The Warriors now proudly lay claim to having New Zealand's largest high definition LED stadium mega-screen at their Penrose home ground Mt Smart Stadium.
Installation was completed yesterday on the impressive million dollar 212 square metre screen which now dominates the hill at the northern end of the ground.
The largest permanent stadium screen in the country is almost five times the size of the temporary screens previously used at Warriors home games.
Standing 11 metres by 19 metres, the mega-screen will deliver high-definition live action and replays and also offers split screens showing scores, statistics and other stadium messages.
Construction began in October with large scale excavation and digging began to house the screen's deep-set foundation. Work continued through the early part of the New Year before the mammoth structure was finally unveiled while the finishing touches are still being applied.
It will be put to use for the first time at the Warriors NRL season-opening clash against the Newcastle Knights on March 5.
"This is a fantastic development and something we know our members are really looking forward to," Warriors managing director Jim Doyle said.
"Watching it be installed on Wednesday, you can finally appreciate just how big it is.
"We're very excited about how much it's going to enhance the game day experience here at our home, Mt Smart Stadium."
The Daktronics screen is the same brand and similar in size to the huge 'superscreens' installed at Sydney's Allianz Stadium in 2015.
The cost and installation of the mega-screen is being covered by Regional Facilities Auckland as part of the terms of their agreement with the club that secured Mt Smart Stadium as the Warriors home ground until 2028.
The RFA have committed around $11 million to upgrading the venue in the next few years, with improvements also due to be made to the stadiums toilets and change room facilities.
The screen's installation is a long-term investment removing the need and cost of hiring temporary screens for Warriors' matches.
RFA chief executive Chris Brooks told The Herald last November that the cost of the project is expected to be off-set by 2022.

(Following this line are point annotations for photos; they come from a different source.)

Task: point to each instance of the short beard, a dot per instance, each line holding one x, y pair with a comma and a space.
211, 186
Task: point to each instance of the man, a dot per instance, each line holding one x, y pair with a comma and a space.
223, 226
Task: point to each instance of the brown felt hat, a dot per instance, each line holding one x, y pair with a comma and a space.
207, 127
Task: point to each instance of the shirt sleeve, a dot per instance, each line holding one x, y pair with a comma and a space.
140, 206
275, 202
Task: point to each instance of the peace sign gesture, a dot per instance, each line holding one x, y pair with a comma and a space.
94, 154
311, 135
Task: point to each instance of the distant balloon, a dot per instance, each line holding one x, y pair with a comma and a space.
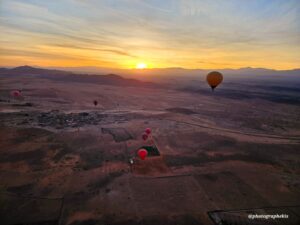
142, 153
214, 79
148, 131
145, 136
15, 93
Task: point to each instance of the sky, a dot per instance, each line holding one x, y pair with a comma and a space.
125, 34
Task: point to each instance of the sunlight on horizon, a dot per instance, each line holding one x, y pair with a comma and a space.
164, 34
141, 66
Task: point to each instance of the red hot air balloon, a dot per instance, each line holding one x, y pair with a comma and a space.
16, 93
145, 136
142, 153
148, 131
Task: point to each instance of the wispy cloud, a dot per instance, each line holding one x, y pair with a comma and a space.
171, 33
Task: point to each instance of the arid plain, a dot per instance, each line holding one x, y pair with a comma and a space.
64, 160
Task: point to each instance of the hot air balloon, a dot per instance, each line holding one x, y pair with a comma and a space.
214, 78
148, 131
15, 93
145, 136
142, 153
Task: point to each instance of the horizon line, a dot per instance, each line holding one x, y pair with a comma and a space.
156, 68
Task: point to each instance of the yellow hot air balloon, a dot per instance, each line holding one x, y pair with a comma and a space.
214, 78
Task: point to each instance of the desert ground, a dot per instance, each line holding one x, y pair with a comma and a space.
64, 160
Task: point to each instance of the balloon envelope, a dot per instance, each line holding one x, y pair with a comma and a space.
148, 131
16, 93
142, 153
214, 78
145, 136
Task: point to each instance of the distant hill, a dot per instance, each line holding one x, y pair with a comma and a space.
65, 76
179, 72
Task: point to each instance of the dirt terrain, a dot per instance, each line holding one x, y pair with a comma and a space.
64, 160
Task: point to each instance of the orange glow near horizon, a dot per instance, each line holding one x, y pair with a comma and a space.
141, 66
126, 36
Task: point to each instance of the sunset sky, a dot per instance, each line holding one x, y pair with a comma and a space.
154, 34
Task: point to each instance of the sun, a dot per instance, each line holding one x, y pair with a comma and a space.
141, 66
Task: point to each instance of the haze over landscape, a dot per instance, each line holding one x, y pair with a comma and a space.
209, 91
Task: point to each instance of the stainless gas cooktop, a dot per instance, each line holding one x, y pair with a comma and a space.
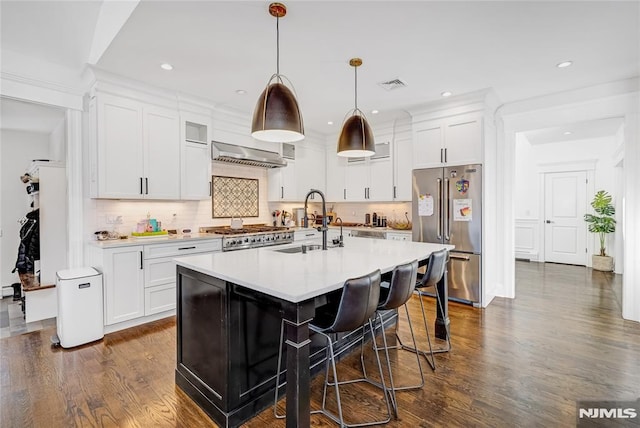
250, 236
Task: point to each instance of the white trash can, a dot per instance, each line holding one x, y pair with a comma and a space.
80, 317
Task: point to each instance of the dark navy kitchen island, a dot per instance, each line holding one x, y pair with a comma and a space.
230, 306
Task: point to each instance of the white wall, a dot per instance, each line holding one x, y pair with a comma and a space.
58, 143
529, 194
614, 99
17, 149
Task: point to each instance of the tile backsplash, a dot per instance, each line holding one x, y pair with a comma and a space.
352, 212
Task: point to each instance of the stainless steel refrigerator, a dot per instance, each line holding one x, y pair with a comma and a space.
447, 209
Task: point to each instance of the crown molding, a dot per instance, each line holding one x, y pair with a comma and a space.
40, 91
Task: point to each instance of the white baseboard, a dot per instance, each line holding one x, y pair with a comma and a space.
527, 255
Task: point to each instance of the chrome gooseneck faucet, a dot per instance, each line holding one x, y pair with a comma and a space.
323, 228
341, 243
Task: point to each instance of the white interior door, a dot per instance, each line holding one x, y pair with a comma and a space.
565, 196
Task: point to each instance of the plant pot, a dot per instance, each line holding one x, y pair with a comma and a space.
602, 263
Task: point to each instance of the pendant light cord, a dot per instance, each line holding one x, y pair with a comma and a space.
355, 69
278, 45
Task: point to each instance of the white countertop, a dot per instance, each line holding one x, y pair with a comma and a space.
297, 277
132, 240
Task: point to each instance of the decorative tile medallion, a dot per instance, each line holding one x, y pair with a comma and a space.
234, 197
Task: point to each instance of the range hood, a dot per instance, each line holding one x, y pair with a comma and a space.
245, 155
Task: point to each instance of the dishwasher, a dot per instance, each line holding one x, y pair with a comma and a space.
375, 234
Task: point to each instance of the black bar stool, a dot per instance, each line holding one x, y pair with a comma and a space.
436, 267
355, 309
396, 294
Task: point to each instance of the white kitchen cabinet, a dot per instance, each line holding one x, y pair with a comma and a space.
160, 271
140, 280
371, 179
453, 140
137, 154
162, 153
123, 276
195, 168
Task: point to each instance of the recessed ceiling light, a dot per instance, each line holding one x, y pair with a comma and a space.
564, 64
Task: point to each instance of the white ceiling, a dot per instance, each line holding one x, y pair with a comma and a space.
217, 47
22, 116
577, 131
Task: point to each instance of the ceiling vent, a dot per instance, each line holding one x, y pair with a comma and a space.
392, 84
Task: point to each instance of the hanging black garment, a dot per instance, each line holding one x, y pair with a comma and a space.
29, 248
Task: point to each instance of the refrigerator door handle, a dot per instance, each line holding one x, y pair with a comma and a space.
459, 257
439, 205
447, 230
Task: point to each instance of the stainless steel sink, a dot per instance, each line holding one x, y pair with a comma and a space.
292, 250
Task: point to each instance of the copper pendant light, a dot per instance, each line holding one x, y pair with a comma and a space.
356, 138
277, 117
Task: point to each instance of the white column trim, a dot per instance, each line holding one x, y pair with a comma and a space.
75, 213
581, 165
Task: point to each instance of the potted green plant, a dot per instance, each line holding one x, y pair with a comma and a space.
602, 223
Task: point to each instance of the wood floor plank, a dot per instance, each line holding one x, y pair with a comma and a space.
520, 362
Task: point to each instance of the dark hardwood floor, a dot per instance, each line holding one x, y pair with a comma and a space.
521, 362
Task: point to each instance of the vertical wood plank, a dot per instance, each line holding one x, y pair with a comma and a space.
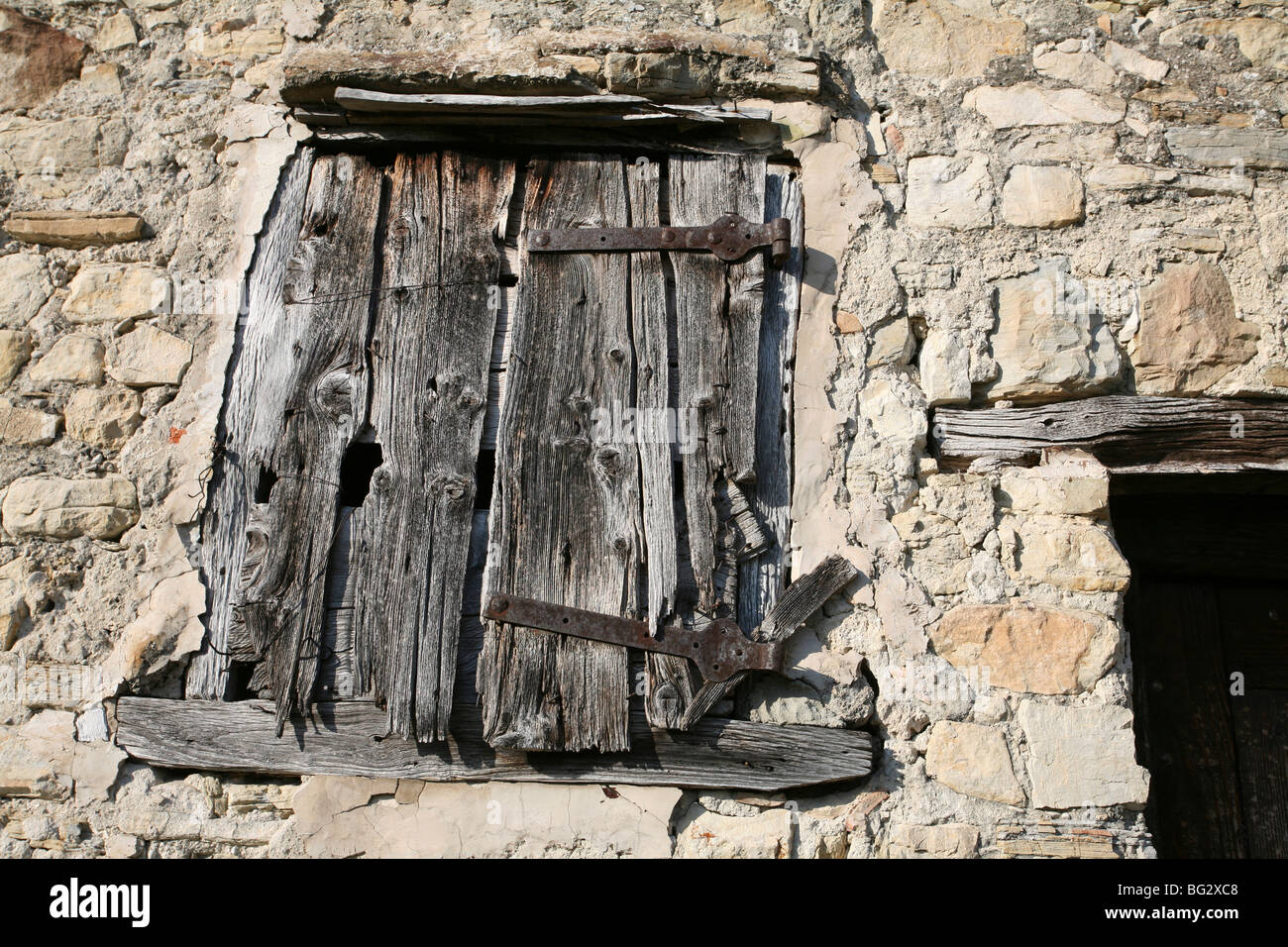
329, 282
252, 423
717, 329
1184, 729
717, 315
763, 577
566, 508
432, 348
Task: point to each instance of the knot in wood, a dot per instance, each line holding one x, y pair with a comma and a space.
382, 479
609, 460
335, 394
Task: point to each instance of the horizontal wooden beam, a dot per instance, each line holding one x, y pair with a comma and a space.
1126, 433
349, 738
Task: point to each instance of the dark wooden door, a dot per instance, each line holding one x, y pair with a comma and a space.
1207, 617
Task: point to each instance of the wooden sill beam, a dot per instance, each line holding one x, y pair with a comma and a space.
349, 738
1126, 433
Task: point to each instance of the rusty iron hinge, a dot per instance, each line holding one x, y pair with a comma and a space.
720, 650
730, 239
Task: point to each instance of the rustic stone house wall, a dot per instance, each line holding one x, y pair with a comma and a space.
1006, 201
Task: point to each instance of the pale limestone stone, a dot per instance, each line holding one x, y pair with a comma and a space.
1028, 647
103, 416
26, 427
948, 840
1061, 144
237, 44
14, 352
71, 359
1042, 196
945, 368
941, 40
115, 292
166, 630
42, 759
115, 33
951, 192
973, 761
13, 602
890, 343
149, 356
711, 835
103, 78
76, 145
1051, 341
123, 847
60, 508
1068, 553
73, 230
496, 818
1082, 757
24, 289
1262, 40
1189, 337
303, 17
1030, 105
1077, 67
1131, 60
1070, 486
1223, 147
658, 73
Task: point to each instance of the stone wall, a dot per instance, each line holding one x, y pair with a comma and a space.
1008, 201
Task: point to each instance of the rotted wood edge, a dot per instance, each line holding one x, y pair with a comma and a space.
1126, 433
352, 738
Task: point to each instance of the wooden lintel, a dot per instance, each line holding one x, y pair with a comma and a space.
1126, 433
352, 738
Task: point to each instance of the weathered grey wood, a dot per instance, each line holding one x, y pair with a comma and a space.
366, 101
566, 510
330, 277
348, 738
430, 350
250, 423
703, 140
717, 316
565, 110
761, 578
1125, 433
803, 598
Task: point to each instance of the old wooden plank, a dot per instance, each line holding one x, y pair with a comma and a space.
250, 421
1125, 433
670, 681
803, 598
368, 101
703, 140
329, 279
717, 324
430, 348
348, 738
566, 510
761, 579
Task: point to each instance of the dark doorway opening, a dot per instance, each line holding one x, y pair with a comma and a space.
1207, 622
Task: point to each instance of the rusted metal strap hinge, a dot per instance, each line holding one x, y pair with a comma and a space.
720, 650
730, 239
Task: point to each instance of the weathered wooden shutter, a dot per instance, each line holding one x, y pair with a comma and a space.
640, 527
382, 338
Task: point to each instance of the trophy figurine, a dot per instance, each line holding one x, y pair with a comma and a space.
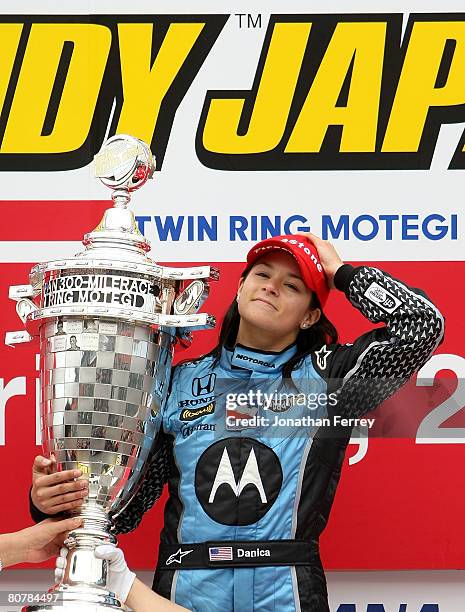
107, 320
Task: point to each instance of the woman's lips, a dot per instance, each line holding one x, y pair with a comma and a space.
265, 302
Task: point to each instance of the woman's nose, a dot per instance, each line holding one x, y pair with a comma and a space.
271, 287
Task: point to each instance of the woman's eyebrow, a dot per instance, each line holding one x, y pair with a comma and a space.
291, 274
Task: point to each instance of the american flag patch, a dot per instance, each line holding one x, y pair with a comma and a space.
222, 553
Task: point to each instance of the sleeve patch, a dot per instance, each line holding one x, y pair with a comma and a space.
382, 298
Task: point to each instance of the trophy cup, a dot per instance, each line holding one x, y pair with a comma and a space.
108, 320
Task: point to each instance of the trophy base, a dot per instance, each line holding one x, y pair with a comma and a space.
78, 598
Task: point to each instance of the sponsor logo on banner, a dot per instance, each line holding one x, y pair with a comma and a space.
203, 385
191, 415
343, 93
237, 480
382, 298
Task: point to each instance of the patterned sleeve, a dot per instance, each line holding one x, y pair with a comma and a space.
151, 488
378, 363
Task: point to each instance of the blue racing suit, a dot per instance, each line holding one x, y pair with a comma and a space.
252, 460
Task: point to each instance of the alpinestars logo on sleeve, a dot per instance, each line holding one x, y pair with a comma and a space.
322, 357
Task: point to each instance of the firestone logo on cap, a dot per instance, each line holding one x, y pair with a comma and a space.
306, 250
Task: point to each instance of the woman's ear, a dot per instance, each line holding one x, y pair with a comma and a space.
312, 317
239, 288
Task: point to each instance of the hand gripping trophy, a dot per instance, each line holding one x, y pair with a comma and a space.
108, 320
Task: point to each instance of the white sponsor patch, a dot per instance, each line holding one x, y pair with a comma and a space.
382, 298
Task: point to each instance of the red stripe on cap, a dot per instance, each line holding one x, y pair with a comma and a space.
50, 219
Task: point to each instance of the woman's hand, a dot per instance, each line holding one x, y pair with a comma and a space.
53, 492
37, 543
328, 255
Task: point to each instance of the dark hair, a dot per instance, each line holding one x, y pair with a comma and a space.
321, 332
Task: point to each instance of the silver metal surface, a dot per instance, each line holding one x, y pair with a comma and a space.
107, 321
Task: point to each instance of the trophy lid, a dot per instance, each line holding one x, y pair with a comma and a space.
124, 164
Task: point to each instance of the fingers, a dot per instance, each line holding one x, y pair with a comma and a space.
60, 564
59, 491
41, 465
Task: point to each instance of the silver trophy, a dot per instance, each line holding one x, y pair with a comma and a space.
108, 320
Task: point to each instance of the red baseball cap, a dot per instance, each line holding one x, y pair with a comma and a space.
306, 255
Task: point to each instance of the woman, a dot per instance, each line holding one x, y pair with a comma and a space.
251, 493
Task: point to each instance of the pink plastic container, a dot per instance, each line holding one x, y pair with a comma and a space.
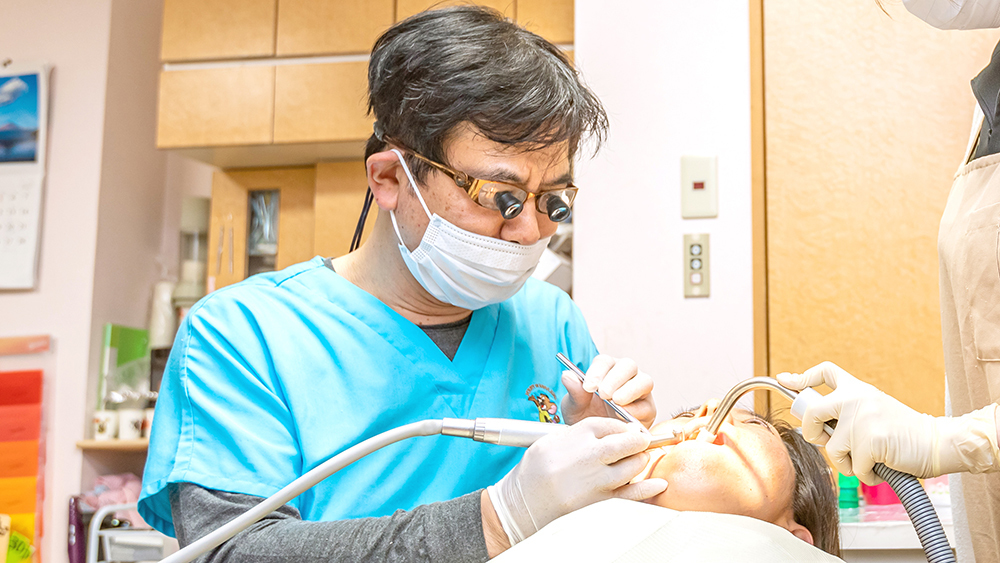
879, 494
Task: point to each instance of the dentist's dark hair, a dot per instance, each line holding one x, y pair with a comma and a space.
440, 69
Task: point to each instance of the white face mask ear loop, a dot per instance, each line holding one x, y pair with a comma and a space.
392, 215
413, 182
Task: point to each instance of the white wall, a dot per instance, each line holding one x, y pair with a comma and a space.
73, 37
675, 80
102, 211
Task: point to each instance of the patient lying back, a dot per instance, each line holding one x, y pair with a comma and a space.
755, 467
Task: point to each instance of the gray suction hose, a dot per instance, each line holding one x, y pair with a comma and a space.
913, 496
921, 512
521, 433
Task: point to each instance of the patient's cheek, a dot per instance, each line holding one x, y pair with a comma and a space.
709, 481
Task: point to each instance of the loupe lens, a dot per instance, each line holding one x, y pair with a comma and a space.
508, 204
557, 209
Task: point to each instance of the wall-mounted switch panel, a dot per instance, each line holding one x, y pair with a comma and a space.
696, 270
699, 187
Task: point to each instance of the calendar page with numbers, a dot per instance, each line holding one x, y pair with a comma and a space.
23, 127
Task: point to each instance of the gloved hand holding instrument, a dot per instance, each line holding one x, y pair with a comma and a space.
591, 461
873, 427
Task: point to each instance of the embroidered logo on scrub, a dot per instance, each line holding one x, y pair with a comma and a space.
544, 399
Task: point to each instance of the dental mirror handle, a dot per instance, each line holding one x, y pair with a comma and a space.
622, 413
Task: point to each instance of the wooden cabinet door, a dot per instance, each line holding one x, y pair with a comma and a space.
321, 102
406, 8
552, 19
227, 236
217, 29
215, 107
318, 27
340, 192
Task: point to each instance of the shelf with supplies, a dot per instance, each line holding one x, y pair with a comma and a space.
139, 445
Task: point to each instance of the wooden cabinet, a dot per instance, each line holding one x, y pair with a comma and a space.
321, 102
552, 19
217, 29
227, 235
264, 112
324, 27
318, 210
215, 106
340, 192
406, 8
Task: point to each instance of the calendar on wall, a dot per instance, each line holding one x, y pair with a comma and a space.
23, 128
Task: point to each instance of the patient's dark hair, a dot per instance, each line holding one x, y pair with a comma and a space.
814, 500
468, 64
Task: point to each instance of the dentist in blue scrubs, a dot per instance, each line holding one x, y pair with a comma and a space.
436, 315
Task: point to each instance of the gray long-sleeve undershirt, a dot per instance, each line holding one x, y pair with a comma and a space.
449, 531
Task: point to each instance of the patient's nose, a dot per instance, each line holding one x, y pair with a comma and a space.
704, 415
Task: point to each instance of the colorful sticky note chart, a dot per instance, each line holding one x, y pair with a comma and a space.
21, 459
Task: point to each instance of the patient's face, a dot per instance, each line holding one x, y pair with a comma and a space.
745, 471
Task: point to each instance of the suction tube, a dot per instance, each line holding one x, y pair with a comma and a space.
918, 506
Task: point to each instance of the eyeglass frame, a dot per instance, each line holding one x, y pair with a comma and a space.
473, 186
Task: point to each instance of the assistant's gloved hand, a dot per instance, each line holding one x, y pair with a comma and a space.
872, 427
615, 379
590, 461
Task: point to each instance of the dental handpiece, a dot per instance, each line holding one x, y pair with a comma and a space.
622, 413
520, 433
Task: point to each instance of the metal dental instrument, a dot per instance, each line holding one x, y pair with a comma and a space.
622, 413
734, 394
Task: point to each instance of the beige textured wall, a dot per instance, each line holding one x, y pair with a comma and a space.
867, 118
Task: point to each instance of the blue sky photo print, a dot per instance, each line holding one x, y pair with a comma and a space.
19, 118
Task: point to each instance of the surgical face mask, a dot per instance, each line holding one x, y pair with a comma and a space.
462, 268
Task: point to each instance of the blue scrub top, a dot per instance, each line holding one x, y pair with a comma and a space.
270, 377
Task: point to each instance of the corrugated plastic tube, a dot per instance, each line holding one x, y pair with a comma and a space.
913, 496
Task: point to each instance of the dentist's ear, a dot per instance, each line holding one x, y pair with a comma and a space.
386, 179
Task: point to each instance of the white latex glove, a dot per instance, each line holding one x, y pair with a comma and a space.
872, 427
615, 379
590, 461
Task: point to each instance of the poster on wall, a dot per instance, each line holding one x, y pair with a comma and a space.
23, 128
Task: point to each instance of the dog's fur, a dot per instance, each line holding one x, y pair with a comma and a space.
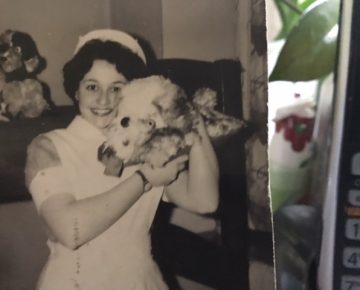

"The payback of that is about six years because we hire screens in," Brooks said.
"The Warriors have also done a lot of good work in terms of enhancing things on their side as well."
The project is testament to the improved relationship between the club and RFA, after the Warriors successfully opposed the council's initial stadium strategy that proposed a shift to either Eden Park or North Harbour Stadium.
"They've been really, really supportive," Doyle added. "Obviously in the last year we've changed from going to be kicked out to staying there for another 10 years so it's been great."